Does equity factor portfolio reformation (rebalancing) schedule materially affect portfolio performance? In their February 2020 paper entitled “Rebalance Timing Luck: The (Dumb) Luck of Smart Beta”, Corey Hoffstein, Nathan Faber and Steven Braun measure rebalance timing luck (RTL) in returns for long-only portfolios of S&P 500 stocks selected based on:
- Value – trailing 12-month earnings yield.
- Quality – average of rankings for return on equity, accruals ratio (reverse ranking) and leverage ratio (reverse ranking).
- Momentum – return from 12 months ago to one month ago.
- Low Volatility – 12-month realized volatility.
They quantify RTL as dispersion in portfolio performance (best minus worst) across different reformation schedules. They also vary number of stocks (50 to 400) and portfolio reformation frequency (annual, semi-annual or quarterly) to assess RTL sensitivity to these parameters. For corroboration, they measure RTL for replications of existing S&P Dow Jones Enhanced Value, Quality, Momentum and Low Volatility indexes. Using data for S&P 500 stocks starting July 2000 and for factor-based indexes starting January 2001, all through September 2019, they find that:
- For long-only factor portfolios, RTLs often exceeds 1% annualized (see the chart below). This luck tends to decrease with number of holdings, increase with reformation frequency and increase with inherent strategy turnover.
- No reformation schedule significantly outperforms other schedules. In other words, there is not a reformation schedule that is fundamentally superior.
- For the S&P Dow Jones index replications, full-sample annualized RTLs range from 0.25% for Low Volatility to 1.92% for Momentum. Maximum annual RTLs range from 2.9% for Low Volatility to 41.7% for Enhanced Value.

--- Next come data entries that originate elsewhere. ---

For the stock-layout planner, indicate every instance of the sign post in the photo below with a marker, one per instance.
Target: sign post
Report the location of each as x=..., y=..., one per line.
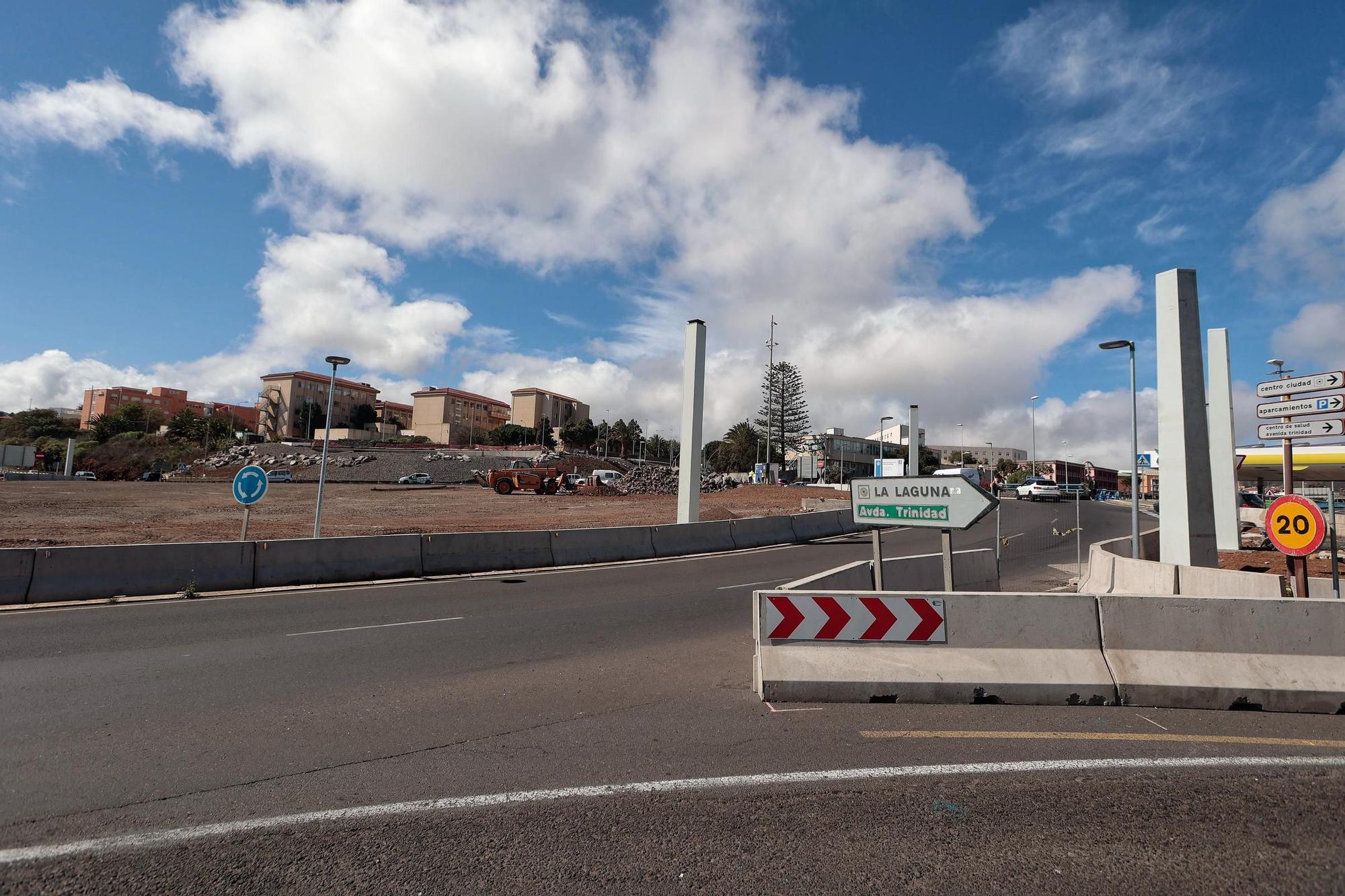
x=1292, y=513
x=926, y=502
x=249, y=487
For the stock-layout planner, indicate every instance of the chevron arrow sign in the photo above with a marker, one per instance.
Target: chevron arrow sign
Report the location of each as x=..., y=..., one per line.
x=800, y=616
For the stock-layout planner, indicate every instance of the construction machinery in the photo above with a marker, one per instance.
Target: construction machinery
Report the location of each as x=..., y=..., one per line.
x=523, y=477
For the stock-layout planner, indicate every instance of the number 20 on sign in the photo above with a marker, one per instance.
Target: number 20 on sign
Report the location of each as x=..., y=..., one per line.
x=1295, y=525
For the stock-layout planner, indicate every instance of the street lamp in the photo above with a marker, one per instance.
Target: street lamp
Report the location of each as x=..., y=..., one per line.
x=883, y=420
x=1135, y=447
x=336, y=361
x=1035, y=435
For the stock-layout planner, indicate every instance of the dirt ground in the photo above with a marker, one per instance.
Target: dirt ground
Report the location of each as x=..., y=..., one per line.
x=111, y=513
x=1272, y=561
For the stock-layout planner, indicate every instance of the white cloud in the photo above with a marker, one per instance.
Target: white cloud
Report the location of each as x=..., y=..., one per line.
x=318, y=295
x=1303, y=227
x=91, y=115
x=1331, y=112
x=1156, y=233
x=1113, y=88
x=1317, y=333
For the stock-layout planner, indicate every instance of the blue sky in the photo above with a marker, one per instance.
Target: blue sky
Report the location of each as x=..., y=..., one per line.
x=942, y=204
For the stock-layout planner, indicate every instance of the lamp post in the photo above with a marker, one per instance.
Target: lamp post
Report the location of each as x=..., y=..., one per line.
x=336, y=361
x=1135, y=447
x=883, y=420
x=1035, y=435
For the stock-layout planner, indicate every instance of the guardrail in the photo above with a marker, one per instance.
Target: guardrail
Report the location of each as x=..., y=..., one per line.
x=100, y=572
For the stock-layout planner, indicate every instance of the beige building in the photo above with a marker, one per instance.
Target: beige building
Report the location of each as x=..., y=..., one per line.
x=532, y=405
x=284, y=395
x=457, y=417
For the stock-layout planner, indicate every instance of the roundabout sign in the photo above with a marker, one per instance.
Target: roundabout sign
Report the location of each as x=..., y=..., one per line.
x=1295, y=525
x=249, y=487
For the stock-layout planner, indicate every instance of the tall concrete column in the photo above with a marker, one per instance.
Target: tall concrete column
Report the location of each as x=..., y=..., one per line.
x=1187, y=530
x=693, y=403
x=1223, y=466
x=913, y=442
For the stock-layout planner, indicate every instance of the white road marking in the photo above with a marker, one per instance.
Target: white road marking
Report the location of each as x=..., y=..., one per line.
x=159, y=838
x=415, y=622
x=766, y=581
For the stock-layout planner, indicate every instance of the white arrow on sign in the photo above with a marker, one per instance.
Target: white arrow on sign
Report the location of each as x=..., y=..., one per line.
x=937, y=502
x=1319, y=405
x=1312, y=382
x=1301, y=430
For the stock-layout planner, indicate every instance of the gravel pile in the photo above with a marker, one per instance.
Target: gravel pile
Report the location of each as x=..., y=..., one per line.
x=662, y=481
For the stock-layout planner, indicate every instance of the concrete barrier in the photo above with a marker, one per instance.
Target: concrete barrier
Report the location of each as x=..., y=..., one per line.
x=1229, y=653
x=1013, y=649
x=572, y=546
x=112, y=571
x=469, y=552
x=15, y=575
x=1199, y=581
x=679, y=540
x=824, y=524
x=1143, y=577
x=759, y=532
x=1100, y=571
x=309, y=561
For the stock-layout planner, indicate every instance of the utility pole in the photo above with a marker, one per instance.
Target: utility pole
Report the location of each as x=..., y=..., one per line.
x=770, y=395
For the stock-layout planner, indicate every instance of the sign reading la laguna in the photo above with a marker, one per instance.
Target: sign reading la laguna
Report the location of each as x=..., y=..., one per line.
x=935, y=502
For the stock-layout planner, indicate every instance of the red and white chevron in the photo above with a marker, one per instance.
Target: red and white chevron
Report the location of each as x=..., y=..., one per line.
x=800, y=616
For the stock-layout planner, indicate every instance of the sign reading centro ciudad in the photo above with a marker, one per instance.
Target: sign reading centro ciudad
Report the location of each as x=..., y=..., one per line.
x=935, y=502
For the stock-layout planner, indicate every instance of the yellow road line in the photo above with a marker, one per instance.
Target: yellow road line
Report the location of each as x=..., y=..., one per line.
x=1101, y=735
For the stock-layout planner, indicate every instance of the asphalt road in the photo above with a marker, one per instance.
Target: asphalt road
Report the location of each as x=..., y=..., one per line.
x=142, y=717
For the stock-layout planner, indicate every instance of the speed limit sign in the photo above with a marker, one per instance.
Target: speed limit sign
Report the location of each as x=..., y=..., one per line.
x=1295, y=525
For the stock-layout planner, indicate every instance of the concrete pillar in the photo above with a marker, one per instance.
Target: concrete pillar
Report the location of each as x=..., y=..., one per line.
x=914, y=442
x=693, y=403
x=1187, y=528
x=1223, y=466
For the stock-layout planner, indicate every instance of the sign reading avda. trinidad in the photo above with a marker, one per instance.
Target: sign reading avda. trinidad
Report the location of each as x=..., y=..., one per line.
x=938, y=502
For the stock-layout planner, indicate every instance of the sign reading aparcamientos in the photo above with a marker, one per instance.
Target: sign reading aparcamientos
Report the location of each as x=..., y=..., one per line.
x=937, y=502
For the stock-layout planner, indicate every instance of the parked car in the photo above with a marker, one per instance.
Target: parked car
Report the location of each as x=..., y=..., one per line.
x=1039, y=489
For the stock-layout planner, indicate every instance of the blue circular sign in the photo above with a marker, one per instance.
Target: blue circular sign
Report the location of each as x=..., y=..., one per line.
x=251, y=485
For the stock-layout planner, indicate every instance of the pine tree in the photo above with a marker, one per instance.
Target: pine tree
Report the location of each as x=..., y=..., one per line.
x=787, y=409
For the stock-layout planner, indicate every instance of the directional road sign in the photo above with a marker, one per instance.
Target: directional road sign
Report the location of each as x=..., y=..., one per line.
x=802, y=616
x=249, y=485
x=1312, y=382
x=1295, y=525
x=935, y=502
x=1301, y=430
x=1319, y=405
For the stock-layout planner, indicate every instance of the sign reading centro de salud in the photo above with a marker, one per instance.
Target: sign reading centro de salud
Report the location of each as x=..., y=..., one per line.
x=935, y=502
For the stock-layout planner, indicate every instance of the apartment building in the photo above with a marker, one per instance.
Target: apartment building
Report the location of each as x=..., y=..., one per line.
x=286, y=395
x=166, y=401
x=991, y=454
x=457, y=417
x=531, y=405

The following chart, taken from the paper, compares cumulative values of $1 initial investments in 100-stock momentum portfolios constructed from the S&P 500 universe with six different semiannual reformation schedules. The Tranche portfolio is an average for the six rebalance schedules. Results show uncertainty in outcome based on reformation schedule. While the May-November schedule has the highest cumulative return, outperformance is not statistically significant.
In summary, evidence indicates that robustness testing of factor-based strategies should include assessment of rebalance timing luck.
Cautions regarding findings include:
- Test results are gross, not net. RTL may also affect portfolio turnover and associated frictions.
- Using a tranche approach to suppress RTL entails greater execution effort and additional reformation frictions to rebalance tranche components.